Frank Cutitta: The need was identified by the way market drivers were going. The whole phenomenon of content marketing and brand journalism is really starting to snowball and the need for a data side of this is glaringly evident. We’ve all seen this, we started as print companies, now we’re essentially data companies that need content to drive those insights. HIMSS has an enormous data and engagement database, as well as content from media and from the trade shows, content experts and analytics experts. It was the perfect storm in a good way of things coming together so we can put together products based on the science of the content data.
Connectiv: What are the specific components of the Media Lab?
Cutitta: The Center for Content Analytics is a think tank that uses findings to deliver new forms of content and deliverables that have a data backbone to it. HIMSS has the ability to attract thousands of content engagements across both media and events and even get into more emotional debates on topics such as the repeal of Obamacare. We’re taking what would normally be a whitepaper on cloud computing and getting deeper into what surrounds that topic from both an emotional level and a business level.
Connectiv: What’s an example of a campaign that was developed with the Media Lab?
Cutitta: For one large IT company, we did research on the buying patterns in hospitals and took a persona profile and looked at what people really want to read at each stage of the purchase process. Then we went back and did a GAP analysis to see what they might be missing. Then we would proscribe content based on that GAP analysis, develop a content curriculum that takes people through a series of engagements all the way up to the purchase level. Most media companies and content marketers operate on a “random acts of content” strategy, meaning they throw stuff out all over the place and think they have some semblance of order. There’s really no content strategy other than what they’ve always done with white papers and pod casts.
I did an article back in 2008 called “The Perils of Putting Format First” and by that I mean when people pick formats before content, there’s a problem. What we’re doing in this Media Lab is putting content first, and then mapping that content with the formats that are best for the spread of that information around an organization or to enhance leads. We might have a white paper and three webcasts but it won’t be because we picked those formats first. We have an enormous social media presence and we also focus on socializing and viralizing those pieces of content as well.
Connectiv: Does the Media Lab influence dedicated editorial as well?
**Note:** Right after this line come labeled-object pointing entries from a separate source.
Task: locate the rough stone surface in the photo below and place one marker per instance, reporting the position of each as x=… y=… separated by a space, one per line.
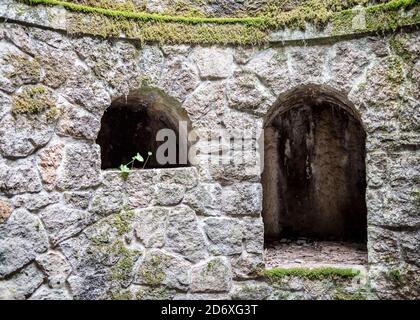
x=184 y=235
x=213 y=275
x=196 y=231
x=22 y=237
x=21 y=285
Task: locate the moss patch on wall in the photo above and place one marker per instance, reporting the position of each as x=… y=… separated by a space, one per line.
x=163 y=28
x=276 y=274
x=34 y=100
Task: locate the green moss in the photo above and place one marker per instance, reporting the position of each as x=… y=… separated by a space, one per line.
x=122 y=270
x=195 y=28
x=395 y=275
x=395 y=72
x=23 y=68
x=341 y=294
x=34 y=100
x=277 y=274
x=122 y=221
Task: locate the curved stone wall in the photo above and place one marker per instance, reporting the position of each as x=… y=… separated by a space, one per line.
x=70 y=230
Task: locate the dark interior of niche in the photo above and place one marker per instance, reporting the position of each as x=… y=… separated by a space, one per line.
x=126 y=130
x=314 y=179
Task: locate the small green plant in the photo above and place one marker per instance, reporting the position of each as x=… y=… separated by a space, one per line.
x=125 y=168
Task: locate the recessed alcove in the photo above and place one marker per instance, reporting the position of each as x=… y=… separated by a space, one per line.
x=314 y=178
x=131 y=125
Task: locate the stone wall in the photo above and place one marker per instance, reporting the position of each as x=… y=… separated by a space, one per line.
x=69 y=230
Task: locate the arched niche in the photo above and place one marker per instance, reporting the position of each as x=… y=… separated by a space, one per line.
x=130 y=126
x=314 y=179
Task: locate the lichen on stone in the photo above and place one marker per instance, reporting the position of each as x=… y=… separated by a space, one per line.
x=320 y=273
x=35 y=100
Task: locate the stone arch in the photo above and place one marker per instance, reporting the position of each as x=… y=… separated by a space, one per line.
x=314 y=178
x=131 y=122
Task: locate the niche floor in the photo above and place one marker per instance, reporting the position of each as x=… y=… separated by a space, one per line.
x=306 y=252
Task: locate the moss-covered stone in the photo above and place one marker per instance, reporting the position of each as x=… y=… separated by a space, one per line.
x=277 y=274
x=35 y=100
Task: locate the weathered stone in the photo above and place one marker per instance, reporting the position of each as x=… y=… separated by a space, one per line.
x=213 y=275
x=49 y=159
x=308 y=64
x=225 y=235
x=205 y=199
x=247 y=265
x=150 y=64
x=81 y=167
x=183 y=176
x=22 y=237
x=78 y=123
x=19 y=176
x=168 y=194
x=271 y=66
x=21 y=136
x=181 y=78
x=206 y=104
x=62 y=222
x=150 y=226
x=253 y=235
x=5 y=210
x=213 y=62
x=109 y=198
x=161 y=268
x=55 y=267
x=77 y=199
x=83 y=89
x=140 y=188
x=246 y=93
x=250 y=290
x=242 y=199
x=46 y=293
x=33 y=203
x=184 y=235
x=349 y=61
x=21 y=285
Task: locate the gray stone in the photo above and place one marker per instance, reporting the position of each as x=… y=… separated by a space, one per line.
x=19 y=176
x=271 y=67
x=55 y=267
x=253 y=235
x=62 y=222
x=83 y=89
x=49 y=160
x=77 y=199
x=181 y=78
x=81 y=167
x=184 y=235
x=247 y=265
x=213 y=275
x=250 y=290
x=242 y=199
x=21 y=285
x=22 y=237
x=225 y=235
x=46 y=293
x=20 y=136
x=168 y=194
x=151 y=63
x=161 y=268
x=78 y=123
x=33 y=203
x=206 y=104
x=246 y=93
x=213 y=62
x=150 y=226
x=109 y=198
x=204 y=199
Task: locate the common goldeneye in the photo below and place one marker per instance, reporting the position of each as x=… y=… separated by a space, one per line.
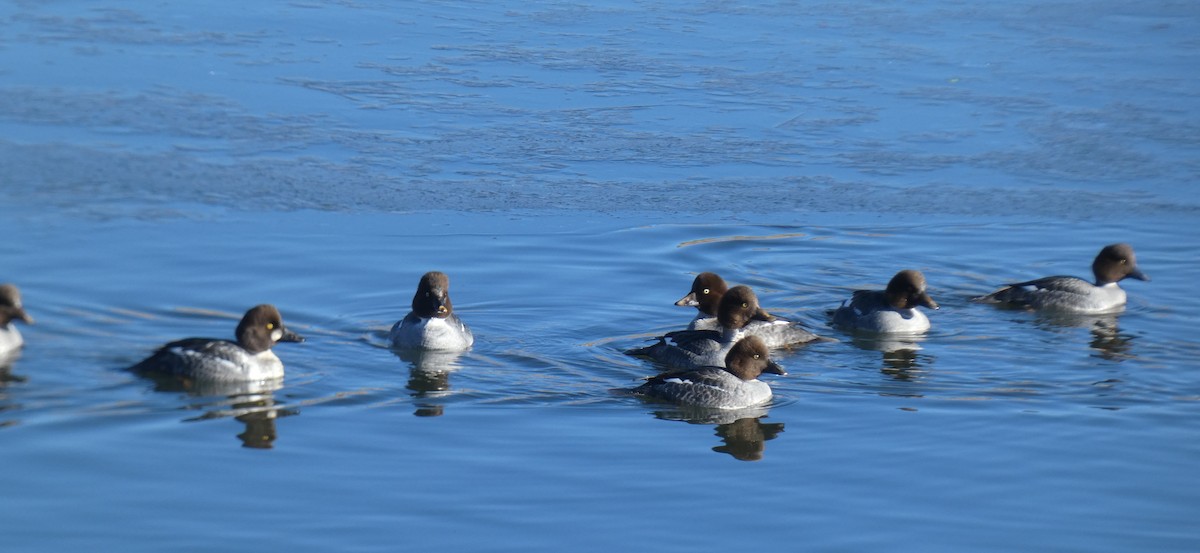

Cutitta: Our edit people are locked at the hip with the marketing database and engagement database. We operate in a world where you can’t wait on reader surveys to see how people engage with content. We do a lot of work on pure editorial as well in terms of using empirical engagement data to come up with themes, especially micro-themes, to really target readers. Editorial knows immediately what’s resonating, we know the emotional factors, we see what’s happening with something like Trump editorial. The editors are driving content based on user needs rather than the ivory tower that editors used to sit in, ‘I will speak and you will listen.’
Connectiv: What’s the launch of such an insights-driven, data-driven marketing service mean for what you can charge clients?
Cutitta: With HIMSS analytics, we can track technology down to individual hospitals and what level they are at compared to the rest of the market. You can back that up against content that is specific to the 2.0 level versus 4.0 level, and people are willing to pay a significant premium for that lead. We are getting CPLs that I haven’t seen before in other tech sectors. This is very difficult content to find and companies realize that if they have to go get it themselves, it would cost them a lot more. Also, the insight into avoiding random acts of content sounds like an easy problem to solve but it’s sort of like when your credit card gets out of hand. We are coming in and adding a layer of sophistication and sequencing to the content curriculum so that people can go back to their CMOs and show what they got out of this content. Not just insight into the market but the insight into their own content marketing strategy is incredible.
In terms of pricing, everything is so custom. What dials do you want me to turn? Do you just want engagement? Do you want an emotional response? We contracted with one client to assess their overall content, including video, and it’s a $200,000 package. Those are the types of deals that we like to do.